We all get that Kirk loved riding his motorcycle. He loved his shiny red two-wheeled vehicle. He loved the sound of the engine as he went through the gears, the rush he’d get with the acceleration, and the feel of the wind on his face and body. If he didn’t have to pick up and haul anything significant, he’d ride his motorcycle. He’d ride it if he went to Farrah’s, that is, if they weren’t going out anywhere because, remember, her mother wouldn’t let her ride on the back with him. Safety wise, back then, motorcyclists weren’t required to wear helmets, even though Kirk did wear one, and they weren’t required to ride with headlights on at all times, but of course, duh, lights were necessary at night.

There’d Kirk be tearing down a pitch-black back road in the dark of night, after sundown, after hours, later on in the dark. (Sorry, the setting got away from me there.) The one headlight beaming a short distance out ahead that Kirk would cover in a split second. Anyway, the point being, well, for some reason Kirk’s motorcycle would blow out headlamp bulbs especially when he revved the engine for extended periods of time. This was a particularly bad situation when he’d be ripping off to somewhere going 80 MPH plus and suddenly, abruptly the headlight would go out. No warning, no flicker, no dimming, the road would just go black. What a thrill! Kirk never ran off the road and crashed, but he learned to be prepared for sudden blackness, but nevertheless, those times of sudden blackout always gave Kirk a chilly thrill.

A lot of days after work, Kirk would cruise over and spend a lot of time with fair Farrah. Kirk liked Farrah. No doubt calm, emotionally balanced Farrah proved a steady irrefutable positive influence on Kirk’s spiritual and morality health. She wasn’t the type of girl who’d artificially boost a boy’s ego with undeserved compliments of wonder and worth, but she was a stable effectual girl that brought out a Kirk who felt comfortable and warm inside. That’s what he needed most of the time, and when he gazed into her beautiful green eyes and touched her silky red hair, Kirk could melt with her presence not to mention those soft warm velvety lips that she freely shared in a most delightful manner.

Even though Kirk perpetually pined for his first steady girl, Dee, Farrah proved to be a longstanding steady girlfriend for him this being the second time around for them. Red-headed Farrah was a pretty, stately young woman of gentle demeanor and mild words. They’d spend a lot of quiet time together both most happy in each other’s company. As told earlier in the episodes about Kirk’s love life, Farrah was undoubtedly a keeper, a girl that a boy could settle down and live contentedly with for the rest of his life. But we all know Kirk had emotional issues namely his memories of how blissful he had felt with young Dee. Her memory was ever present in Kirk’s mind disrupting his relationships with all the girls that followed her… 

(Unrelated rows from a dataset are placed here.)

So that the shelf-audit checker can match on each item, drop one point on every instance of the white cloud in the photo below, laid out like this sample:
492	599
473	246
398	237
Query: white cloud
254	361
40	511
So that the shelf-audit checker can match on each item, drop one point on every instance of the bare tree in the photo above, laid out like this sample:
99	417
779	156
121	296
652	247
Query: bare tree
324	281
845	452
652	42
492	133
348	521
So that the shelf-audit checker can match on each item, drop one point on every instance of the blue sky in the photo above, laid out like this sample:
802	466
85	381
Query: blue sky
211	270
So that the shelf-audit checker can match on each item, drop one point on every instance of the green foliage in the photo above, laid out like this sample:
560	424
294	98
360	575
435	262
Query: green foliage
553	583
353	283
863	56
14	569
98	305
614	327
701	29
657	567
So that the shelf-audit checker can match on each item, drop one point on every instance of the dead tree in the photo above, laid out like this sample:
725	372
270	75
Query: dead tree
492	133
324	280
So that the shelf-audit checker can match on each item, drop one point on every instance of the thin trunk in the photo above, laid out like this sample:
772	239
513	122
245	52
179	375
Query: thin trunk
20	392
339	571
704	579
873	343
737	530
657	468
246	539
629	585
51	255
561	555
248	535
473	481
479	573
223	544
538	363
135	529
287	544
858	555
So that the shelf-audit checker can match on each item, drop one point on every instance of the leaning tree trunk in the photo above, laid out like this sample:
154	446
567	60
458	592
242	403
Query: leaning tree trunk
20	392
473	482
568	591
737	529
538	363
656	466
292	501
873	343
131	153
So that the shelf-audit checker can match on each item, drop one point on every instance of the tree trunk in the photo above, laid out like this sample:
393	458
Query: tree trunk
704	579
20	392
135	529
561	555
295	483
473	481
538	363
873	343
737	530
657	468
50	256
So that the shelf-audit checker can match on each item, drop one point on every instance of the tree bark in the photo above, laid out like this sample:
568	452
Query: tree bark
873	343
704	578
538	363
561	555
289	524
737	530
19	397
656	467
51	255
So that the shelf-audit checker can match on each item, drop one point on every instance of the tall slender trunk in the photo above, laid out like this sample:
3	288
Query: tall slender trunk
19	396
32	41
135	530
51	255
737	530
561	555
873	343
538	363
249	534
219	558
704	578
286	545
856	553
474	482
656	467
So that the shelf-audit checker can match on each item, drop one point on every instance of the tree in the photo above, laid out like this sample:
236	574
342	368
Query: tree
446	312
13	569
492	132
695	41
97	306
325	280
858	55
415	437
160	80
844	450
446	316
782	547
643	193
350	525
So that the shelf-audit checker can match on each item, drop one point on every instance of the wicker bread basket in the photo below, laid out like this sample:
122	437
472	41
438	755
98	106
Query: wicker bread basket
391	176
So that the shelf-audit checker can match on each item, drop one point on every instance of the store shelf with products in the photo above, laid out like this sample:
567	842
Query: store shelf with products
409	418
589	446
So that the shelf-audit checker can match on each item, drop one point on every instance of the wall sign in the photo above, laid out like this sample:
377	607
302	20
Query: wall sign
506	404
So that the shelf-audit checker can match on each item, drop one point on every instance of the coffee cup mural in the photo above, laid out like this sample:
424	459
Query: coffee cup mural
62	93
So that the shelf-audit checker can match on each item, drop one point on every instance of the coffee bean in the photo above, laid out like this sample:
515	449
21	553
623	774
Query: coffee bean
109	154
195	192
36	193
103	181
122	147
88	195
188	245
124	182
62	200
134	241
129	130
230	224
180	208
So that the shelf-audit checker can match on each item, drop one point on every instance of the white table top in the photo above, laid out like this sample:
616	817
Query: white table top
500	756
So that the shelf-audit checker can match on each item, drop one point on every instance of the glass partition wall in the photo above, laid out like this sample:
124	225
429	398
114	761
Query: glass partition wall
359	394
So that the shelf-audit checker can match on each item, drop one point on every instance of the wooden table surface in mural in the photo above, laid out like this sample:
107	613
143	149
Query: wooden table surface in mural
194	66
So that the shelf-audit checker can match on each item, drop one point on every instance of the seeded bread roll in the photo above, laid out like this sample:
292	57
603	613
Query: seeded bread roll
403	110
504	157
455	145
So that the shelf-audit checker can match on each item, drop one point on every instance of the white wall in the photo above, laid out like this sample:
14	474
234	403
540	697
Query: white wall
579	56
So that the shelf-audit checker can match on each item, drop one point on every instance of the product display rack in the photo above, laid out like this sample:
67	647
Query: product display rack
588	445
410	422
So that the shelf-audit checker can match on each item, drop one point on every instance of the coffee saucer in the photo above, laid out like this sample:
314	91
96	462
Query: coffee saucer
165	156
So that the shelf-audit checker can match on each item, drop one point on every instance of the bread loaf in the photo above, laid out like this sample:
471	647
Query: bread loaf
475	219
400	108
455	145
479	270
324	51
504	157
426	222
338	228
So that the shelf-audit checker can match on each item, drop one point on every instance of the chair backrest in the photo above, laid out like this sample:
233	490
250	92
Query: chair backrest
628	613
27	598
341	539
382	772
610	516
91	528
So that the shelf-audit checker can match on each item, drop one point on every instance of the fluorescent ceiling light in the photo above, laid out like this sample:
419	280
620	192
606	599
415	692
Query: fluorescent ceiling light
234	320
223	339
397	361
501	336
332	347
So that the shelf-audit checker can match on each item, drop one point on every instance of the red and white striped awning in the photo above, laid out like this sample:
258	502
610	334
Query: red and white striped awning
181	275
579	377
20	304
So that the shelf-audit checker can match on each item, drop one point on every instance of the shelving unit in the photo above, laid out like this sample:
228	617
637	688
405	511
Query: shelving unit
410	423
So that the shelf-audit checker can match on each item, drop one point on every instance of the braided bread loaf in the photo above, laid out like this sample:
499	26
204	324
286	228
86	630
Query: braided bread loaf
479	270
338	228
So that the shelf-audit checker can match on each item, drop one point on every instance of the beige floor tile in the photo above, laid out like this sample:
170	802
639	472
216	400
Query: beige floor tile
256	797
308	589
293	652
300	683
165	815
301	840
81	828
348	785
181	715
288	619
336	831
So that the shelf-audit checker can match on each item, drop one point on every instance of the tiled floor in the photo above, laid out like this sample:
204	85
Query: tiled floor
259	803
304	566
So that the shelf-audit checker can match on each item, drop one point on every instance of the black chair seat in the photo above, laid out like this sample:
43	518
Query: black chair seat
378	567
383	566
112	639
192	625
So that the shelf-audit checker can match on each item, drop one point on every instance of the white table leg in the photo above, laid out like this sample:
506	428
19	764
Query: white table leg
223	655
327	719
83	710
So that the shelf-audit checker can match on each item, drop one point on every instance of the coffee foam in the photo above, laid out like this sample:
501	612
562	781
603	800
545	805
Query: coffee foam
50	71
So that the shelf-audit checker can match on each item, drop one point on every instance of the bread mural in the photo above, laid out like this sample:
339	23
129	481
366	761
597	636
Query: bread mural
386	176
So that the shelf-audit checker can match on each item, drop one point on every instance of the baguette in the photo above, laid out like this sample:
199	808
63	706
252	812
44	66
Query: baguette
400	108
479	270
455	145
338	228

Cue: “Only You” https://youtu.be/D7OVZ-CgMwM

***

Work remained uninspiring and not engaging for Kirk. He didn’t see much future in continuing in that mechanic’s occupation, but there he was. He knew most of the master mechanics had bad knees and backs, scarred knuckles, and usually bad lungs from smoking. Kirk tried smoking because he thought that was what he needed to do as a mechanic. I guess breathing in exhaust and breathing in cigarette smoke went hand in hand. Propitiously for Kirk, he thought smoking little cigars might be cool so that’s what he smoked, though not for long because they smelled and tasted stinky, bitter awful. He smoked for two months and quit without another puff. Getting back to Kirk’s work, there were some interesting points at work that Kirk actually enjoyed.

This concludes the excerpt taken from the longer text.